In 2018, a survey was done where 1,000 people from England were asked what they would do if they won £10 million (about R187 million).
How would they distribute their winnings between family, friends and charities?
According to Lottoland’s lotto winner survey, most participants were willing to share part of their winnings (between R18 million and R93 million) with family. However, 22% of the respondents said that they wouldn’t share the news with their friends. And overall, everyone thought that a donation of R1.8 million to charities was enough.
Another interesting outcome of the survey was that people over 55 years of age were more generous than younger generations.
They would share more or less R93 million of their winnings with their families, whereas the age group between 18 and 34 would share around R56 million, and the those between 35 and 54 years would only share around R18 million of their winnings.
But in contrast to this, the youngest age group were more generous towards their friends, and would share between R112 million and R187 million.
South Africans sharing their millions
According to our research on Lotto winners over the past four years, we’ve seen that South Africans are definitely a generous group of people.
Here is a list of winners who stated that they would share their fortune with others:
R232 million Powerball winner on the 19th of February 2019 – his children’s education was his main concern.
R114 million Powerball winner on the 26th of November 2019 – to invest his winnings for his family’s future, and assist his relatives to have a better life.
R79 million Lotto winner on the 4th of May 2019 – wanted to give R2 million to a petrol attendant that always assisted her, and pay for her daughter’s studies.
R87 million Powerball winner on the 22nd of July 2016 – wanted to use the money to help others in need.
R61 million Lotto winner on the 27th of July 2019 – wanted to invest his winnings so that his family will never suffer again.
R29 million Lotto Plus 1 winner on the 24th of November 2018 – the owner and manager of two non-profit organisations would use this money to fund his charities.
R6 million Lotto Plus 1 winner on the 30th of October 2019 – stated that he will donate some of his winnings to a homeless shelter in his community.
Will everyone know if you’ve won the lotto?
According to the survey, 9.3% of the participants said that they would go public if they won the lotto, and 90.7% said that they would remain anonymous.
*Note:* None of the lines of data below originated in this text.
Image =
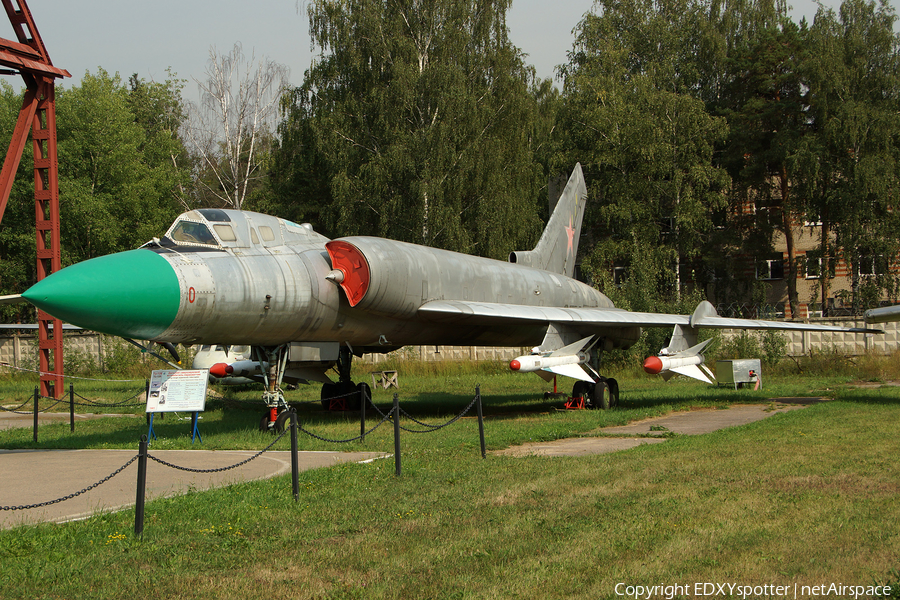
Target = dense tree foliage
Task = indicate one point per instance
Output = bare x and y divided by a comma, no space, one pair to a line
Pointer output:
633,116
121,167
849,165
681,108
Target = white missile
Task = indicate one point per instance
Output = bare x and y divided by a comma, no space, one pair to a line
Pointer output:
241,368
687,362
571,361
536,362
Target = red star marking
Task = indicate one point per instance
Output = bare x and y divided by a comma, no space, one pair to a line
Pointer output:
570,231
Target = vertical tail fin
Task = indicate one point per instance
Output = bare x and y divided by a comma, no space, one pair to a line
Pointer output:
558,245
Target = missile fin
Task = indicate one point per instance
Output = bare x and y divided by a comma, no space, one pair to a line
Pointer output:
573,371
694,350
693,371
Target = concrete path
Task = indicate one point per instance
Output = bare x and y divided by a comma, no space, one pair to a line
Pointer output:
694,422
35,476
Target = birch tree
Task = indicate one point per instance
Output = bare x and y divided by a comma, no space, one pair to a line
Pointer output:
232,127
417,114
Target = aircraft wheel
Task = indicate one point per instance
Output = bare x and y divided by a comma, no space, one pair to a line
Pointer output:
580,389
601,395
613,386
365,392
283,421
264,422
329,392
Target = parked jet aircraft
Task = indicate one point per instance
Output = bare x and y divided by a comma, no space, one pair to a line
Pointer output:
305,304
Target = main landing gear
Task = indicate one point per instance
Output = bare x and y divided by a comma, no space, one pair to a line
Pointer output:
277,418
344,395
603,393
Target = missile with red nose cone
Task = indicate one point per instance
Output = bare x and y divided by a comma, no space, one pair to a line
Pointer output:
241,368
687,362
535,362
570,361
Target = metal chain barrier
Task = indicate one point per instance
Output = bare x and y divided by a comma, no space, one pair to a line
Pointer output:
45,409
9,366
16,409
353,439
122,404
429,426
70,496
220,469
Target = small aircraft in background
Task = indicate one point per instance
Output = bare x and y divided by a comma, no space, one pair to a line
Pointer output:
304,304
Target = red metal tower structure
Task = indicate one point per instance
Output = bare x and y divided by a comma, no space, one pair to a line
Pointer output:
28,57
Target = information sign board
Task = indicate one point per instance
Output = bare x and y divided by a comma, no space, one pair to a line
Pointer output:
177,391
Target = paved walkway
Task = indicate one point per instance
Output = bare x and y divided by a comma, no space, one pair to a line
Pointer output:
34,476
612,439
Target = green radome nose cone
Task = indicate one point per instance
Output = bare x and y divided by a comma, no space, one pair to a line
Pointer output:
131,294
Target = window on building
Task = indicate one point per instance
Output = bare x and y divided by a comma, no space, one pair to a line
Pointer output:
814,264
871,264
770,268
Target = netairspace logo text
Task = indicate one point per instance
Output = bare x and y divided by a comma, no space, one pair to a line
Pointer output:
736,590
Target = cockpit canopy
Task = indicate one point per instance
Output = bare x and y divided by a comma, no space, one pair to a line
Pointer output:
222,228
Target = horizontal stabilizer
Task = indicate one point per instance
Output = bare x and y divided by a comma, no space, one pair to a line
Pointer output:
572,349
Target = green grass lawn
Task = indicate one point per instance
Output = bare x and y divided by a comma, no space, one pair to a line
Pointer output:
805,497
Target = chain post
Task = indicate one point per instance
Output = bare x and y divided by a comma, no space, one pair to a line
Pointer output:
295,463
37,396
397,435
480,419
363,399
141,487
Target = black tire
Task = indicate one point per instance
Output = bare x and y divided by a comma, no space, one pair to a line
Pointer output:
601,395
365,392
329,392
580,389
613,386
348,390
283,421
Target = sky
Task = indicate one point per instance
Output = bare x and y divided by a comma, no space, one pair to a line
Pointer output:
146,38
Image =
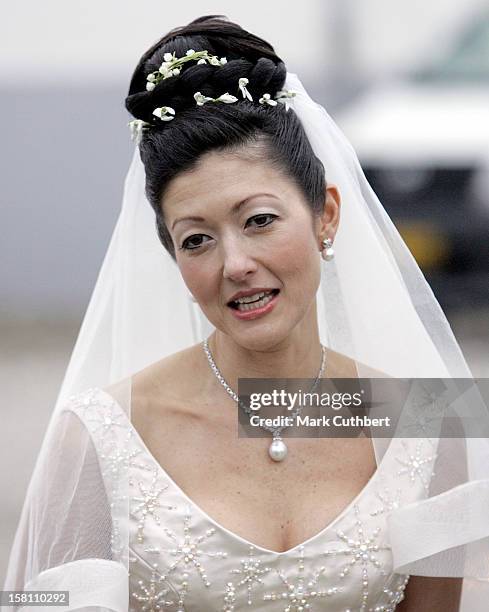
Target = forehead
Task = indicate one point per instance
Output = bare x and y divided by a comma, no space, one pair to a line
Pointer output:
224,176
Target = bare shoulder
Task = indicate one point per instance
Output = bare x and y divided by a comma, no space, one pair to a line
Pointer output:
172,384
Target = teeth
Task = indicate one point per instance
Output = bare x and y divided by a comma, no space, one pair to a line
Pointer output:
255,305
251,298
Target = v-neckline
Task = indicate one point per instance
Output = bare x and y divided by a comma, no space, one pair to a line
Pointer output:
232,534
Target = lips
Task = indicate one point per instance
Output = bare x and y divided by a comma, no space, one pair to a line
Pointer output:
234,304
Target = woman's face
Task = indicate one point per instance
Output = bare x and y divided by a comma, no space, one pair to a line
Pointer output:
238,224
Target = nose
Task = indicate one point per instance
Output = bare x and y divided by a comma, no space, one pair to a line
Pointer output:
238,262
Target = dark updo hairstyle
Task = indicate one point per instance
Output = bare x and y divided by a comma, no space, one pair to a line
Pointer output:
169,148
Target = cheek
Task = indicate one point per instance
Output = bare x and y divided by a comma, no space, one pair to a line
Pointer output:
295,251
195,277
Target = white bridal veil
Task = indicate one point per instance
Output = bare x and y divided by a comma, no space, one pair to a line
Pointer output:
373,305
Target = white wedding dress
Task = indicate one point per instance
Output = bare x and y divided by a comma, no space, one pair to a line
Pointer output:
182,559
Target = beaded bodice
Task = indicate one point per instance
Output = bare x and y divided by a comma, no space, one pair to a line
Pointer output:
181,559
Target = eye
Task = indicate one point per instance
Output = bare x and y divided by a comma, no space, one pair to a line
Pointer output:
189,244
262,220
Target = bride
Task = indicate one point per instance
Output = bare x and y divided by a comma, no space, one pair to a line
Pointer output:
143,496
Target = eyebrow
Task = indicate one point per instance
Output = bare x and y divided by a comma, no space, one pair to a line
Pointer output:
235,209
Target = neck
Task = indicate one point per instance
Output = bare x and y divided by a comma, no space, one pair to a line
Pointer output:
296,356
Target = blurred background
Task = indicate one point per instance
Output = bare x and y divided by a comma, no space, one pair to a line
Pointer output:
407,81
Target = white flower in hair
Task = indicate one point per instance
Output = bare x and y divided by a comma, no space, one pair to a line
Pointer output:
165,113
226,98
201,99
136,127
242,85
267,99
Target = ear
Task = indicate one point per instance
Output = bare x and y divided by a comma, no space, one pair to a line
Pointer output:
327,223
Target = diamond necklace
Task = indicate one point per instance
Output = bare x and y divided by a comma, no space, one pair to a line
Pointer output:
278,448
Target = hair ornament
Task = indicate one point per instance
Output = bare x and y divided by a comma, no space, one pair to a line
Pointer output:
226,98
172,66
242,85
267,99
165,113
Younger people are more likely to share the news with the public, with 16% of the age group 18-34 years saying they would not remain anonymous. 10% of the 35 to 54 year age group would go public, and only 4% of the age group 55+ years would announce it publicly.
South Africa doesn’t even need a survey to answer whether South Africans would share the news about winning the lotto. A quick Google search reveals that the only winners who revealed their names did so years after winning.
Most winners choose to stay anonymous to keep their identity safe. Some people, like a father of three who won R8 million, wasn’t even planning on sharing the news with his children because he was afraid that they would tell others in the community.
What would you do? Would you share your big news or winnings, or keep it all to yourself?